U officials plan to regulate collegiate-licensed products

by Coralie Carlson

Several schools recently learned they sold sweatshop-produced gear. Some University officials now want to join the nationwide trend of creating policies to prevent it from happening here.
The universities of Duke, Brown and Notre Dame adopted policies this spring ensuring merchandise bearing school logos wasn’t produced by exploited labor. Currently no policy exists at the University. But some school officials, with encouragement from federal lawmakers, have jumped on the bandwagon.
Collegiate-licensed products comprise an annual $2 billion market, leaving administrators ample reason for concern. Knowingly or not, some schools already sell products created in sweatshops.
The Korean-based BJ&B company manufactures baseball caps in a sweatshop in the Dominican Republic, according to a study by the Union of Needletrade, Industrial and Textile Employees. Many schools carried the caps, some of which displayed the Champion logo.
University officials said they don’t do business with BJ&B.
More problems followed when allegations surfaced that Nike exploited workers in southeast Asia. Officials from Duke, a Nike-endorsed school, felt pressure to implement a code of conduct for licensed products.
“It was getting a little warm down there in Durham, North Carolina,” said Bob Hicks, director of University licensing and athletic properties. Hicks, who recently returned from a nationwide meeting of officials discussing sweatshop measures, is spearheading the University’s efforts.
The code of conduct Duke officials implemented in March prohibits child and forced labor as well as discrimination. The plan limits employees to a 48-hour work week and requires compliance with local wage regulations.
Administrators from Brown and Notre Dame quickly followed with similar policies. Other colleges are following suit.
“Most of the schools are in the embryonic stage in dealing with this issue,” said Hicks.
Hicks met with Duke officials in May to gather information for the University’s own code. School officials hope to begin discussing a policy for the college’s 300 licensees in mid-June. He said he did not know when a policy would be in effect.
The challenge doesn’t end at implementation. Hicks said enforcing the code provides another hurdle.
Administrators from Brown agreed. Universities can’t send employees throughout the world to ensure producers meet school regulations, said Mark Nickel, director of the news bureau at Brown University.
Nickel said he hopes an independent company eventually steps in to assist in monitoring foreign manufacturers and easing enforcement. Until then, schools must rely on vendors to report violations.
Even locating the original production sight of a sweat shirt or baseball cap is often challenging.
“God knows where it could really come from,” said James Snyder, a representative for Rep. George Miller, a crusader against sweatshops.
In 1996, the California Democrat revealed that exploited Honduran laborers were producing Kathy Lee Gifford’s clothing line.
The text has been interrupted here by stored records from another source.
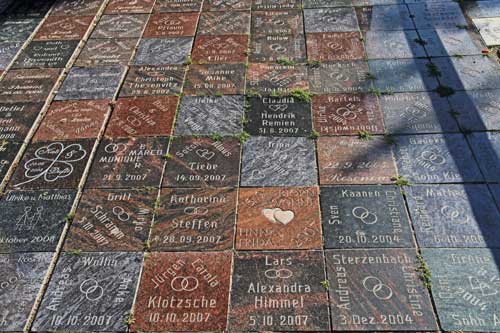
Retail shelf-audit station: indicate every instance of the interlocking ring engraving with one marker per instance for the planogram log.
(281, 273)
(379, 289)
(91, 289)
(184, 283)
(364, 215)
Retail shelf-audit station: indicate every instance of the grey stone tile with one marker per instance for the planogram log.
(278, 162)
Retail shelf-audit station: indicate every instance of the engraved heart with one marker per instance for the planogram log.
(284, 216)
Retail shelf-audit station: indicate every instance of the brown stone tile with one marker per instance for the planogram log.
(224, 23)
(153, 80)
(278, 218)
(195, 220)
(72, 120)
(112, 220)
(277, 22)
(347, 114)
(199, 281)
(273, 78)
(129, 6)
(351, 160)
(64, 27)
(333, 46)
(220, 49)
(203, 162)
(143, 116)
(227, 79)
(128, 163)
(28, 85)
(172, 25)
(226, 5)
(106, 52)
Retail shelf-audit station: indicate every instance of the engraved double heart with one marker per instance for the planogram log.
(277, 215)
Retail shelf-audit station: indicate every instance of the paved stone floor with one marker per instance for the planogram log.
(254, 165)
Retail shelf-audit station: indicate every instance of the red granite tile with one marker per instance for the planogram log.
(333, 46)
(220, 49)
(183, 292)
(351, 160)
(347, 114)
(64, 27)
(72, 120)
(172, 25)
(278, 218)
(143, 116)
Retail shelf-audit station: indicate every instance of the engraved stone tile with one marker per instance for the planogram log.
(173, 6)
(454, 215)
(198, 280)
(153, 81)
(347, 114)
(402, 75)
(330, 19)
(340, 76)
(210, 115)
(71, 120)
(76, 7)
(224, 23)
(195, 220)
(272, 78)
(28, 85)
(334, 46)
(32, 221)
(172, 25)
(364, 217)
(17, 30)
(22, 277)
(8, 51)
(278, 116)
(371, 289)
(129, 6)
(469, 73)
(226, 5)
(449, 42)
(441, 14)
(277, 22)
(64, 28)
(477, 110)
(220, 49)
(112, 220)
(50, 165)
(271, 161)
(97, 289)
(16, 119)
(143, 116)
(8, 151)
(163, 51)
(393, 44)
(278, 218)
(203, 162)
(270, 48)
(486, 148)
(91, 83)
(395, 17)
(424, 112)
(106, 52)
(49, 54)
(128, 163)
(437, 158)
(273, 290)
(226, 79)
(120, 26)
(351, 160)
(465, 287)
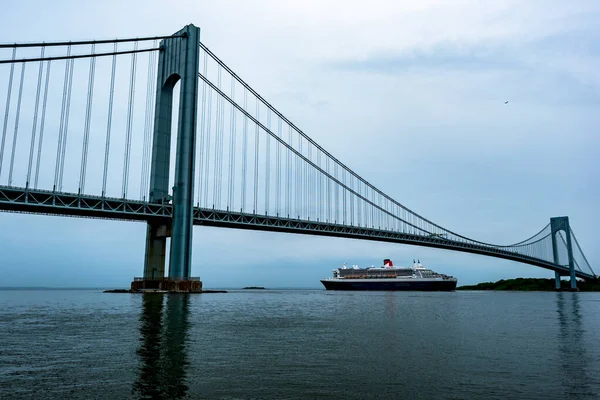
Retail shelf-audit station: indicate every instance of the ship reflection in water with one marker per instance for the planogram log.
(164, 324)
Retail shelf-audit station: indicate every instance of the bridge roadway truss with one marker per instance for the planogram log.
(35, 201)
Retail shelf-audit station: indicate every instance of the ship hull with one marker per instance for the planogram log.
(388, 284)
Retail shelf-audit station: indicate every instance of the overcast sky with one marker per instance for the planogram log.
(409, 94)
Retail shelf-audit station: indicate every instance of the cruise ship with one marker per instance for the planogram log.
(389, 277)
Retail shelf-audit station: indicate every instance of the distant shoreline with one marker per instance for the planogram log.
(533, 284)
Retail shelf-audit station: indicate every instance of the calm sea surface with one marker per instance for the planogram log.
(85, 344)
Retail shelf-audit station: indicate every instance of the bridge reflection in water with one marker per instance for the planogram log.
(573, 353)
(164, 325)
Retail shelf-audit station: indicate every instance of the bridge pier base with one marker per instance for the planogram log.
(189, 285)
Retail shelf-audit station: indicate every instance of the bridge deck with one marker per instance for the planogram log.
(13, 199)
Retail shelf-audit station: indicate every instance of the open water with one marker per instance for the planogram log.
(293, 344)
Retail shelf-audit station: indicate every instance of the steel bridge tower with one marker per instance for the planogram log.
(558, 224)
(179, 60)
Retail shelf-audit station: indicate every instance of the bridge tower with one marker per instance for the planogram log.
(558, 224)
(179, 60)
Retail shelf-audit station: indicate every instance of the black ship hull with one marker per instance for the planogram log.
(392, 284)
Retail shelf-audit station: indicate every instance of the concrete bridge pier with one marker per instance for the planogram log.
(558, 224)
(179, 60)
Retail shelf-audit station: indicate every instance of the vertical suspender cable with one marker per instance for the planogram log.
(126, 157)
(278, 170)
(309, 172)
(268, 164)
(218, 124)
(202, 133)
(66, 126)
(328, 191)
(7, 110)
(146, 153)
(208, 133)
(109, 121)
(301, 188)
(88, 116)
(244, 152)
(256, 142)
(15, 135)
(289, 173)
(232, 149)
(40, 141)
(62, 119)
(35, 115)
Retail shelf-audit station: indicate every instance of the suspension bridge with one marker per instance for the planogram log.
(86, 132)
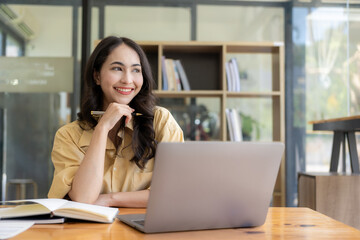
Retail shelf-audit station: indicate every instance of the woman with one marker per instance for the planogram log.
(109, 160)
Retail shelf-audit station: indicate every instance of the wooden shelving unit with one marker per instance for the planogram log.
(205, 67)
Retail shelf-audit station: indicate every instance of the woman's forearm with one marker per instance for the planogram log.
(87, 182)
(137, 199)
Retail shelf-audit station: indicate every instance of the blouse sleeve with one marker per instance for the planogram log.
(66, 157)
(166, 127)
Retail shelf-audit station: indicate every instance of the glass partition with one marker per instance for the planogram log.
(36, 84)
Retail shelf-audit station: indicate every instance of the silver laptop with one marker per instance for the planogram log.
(209, 185)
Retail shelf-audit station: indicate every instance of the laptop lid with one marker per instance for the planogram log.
(209, 185)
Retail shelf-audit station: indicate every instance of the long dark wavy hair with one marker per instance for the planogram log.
(143, 138)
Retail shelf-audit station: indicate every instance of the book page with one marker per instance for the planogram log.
(11, 229)
(50, 203)
(23, 211)
(87, 212)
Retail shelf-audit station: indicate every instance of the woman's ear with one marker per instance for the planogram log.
(97, 78)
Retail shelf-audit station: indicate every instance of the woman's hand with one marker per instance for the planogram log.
(113, 114)
(104, 200)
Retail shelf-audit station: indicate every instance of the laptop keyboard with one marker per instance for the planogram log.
(140, 222)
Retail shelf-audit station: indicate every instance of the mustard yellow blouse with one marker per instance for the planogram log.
(120, 174)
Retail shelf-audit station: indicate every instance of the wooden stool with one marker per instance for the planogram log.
(20, 185)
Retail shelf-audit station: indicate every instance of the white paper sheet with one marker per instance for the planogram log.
(9, 229)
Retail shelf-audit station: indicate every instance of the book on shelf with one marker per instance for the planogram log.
(170, 73)
(228, 76)
(164, 75)
(183, 77)
(177, 77)
(229, 124)
(174, 75)
(232, 75)
(42, 209)
(234, 123)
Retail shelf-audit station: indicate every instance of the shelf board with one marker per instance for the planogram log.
(192, 93)
(215, 93)
(253, 94)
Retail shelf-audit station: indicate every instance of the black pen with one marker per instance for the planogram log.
(99, 113)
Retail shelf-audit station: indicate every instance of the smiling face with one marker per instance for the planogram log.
(120, 76)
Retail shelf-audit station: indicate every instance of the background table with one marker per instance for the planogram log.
(281, 223)
(344, 128)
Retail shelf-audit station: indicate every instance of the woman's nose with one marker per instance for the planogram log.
(126, 77)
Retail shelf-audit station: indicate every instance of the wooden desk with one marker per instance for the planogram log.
(281, 223)
(344, 128)
(336, 195)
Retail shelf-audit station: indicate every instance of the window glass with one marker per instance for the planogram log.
(148, 23)
(33, 115)
(247, 23)
(13, 47)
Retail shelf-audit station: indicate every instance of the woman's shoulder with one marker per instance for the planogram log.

During this session, Miller backed legislation that would enforce federal labor and wage standards in U.S. territories.
Miller’s latest amendment also suggests colleges adopt a merchandise code of conduct addressing minimum wage, child labor, worker unionization rights and safety and health standards.
He added the measure to the Higher Education Act, which spells out financial aid policies and federal funding for colleges for the next five years. The bill, passed by the House earlier this month, now awaits approval in the Senate and the president’s signature.
The legislation does not require any action. It merely brought the issue to the attention of university administrators.
“It’s putting the moral face of our elected representatives behind a position we believe in,” Snyder said.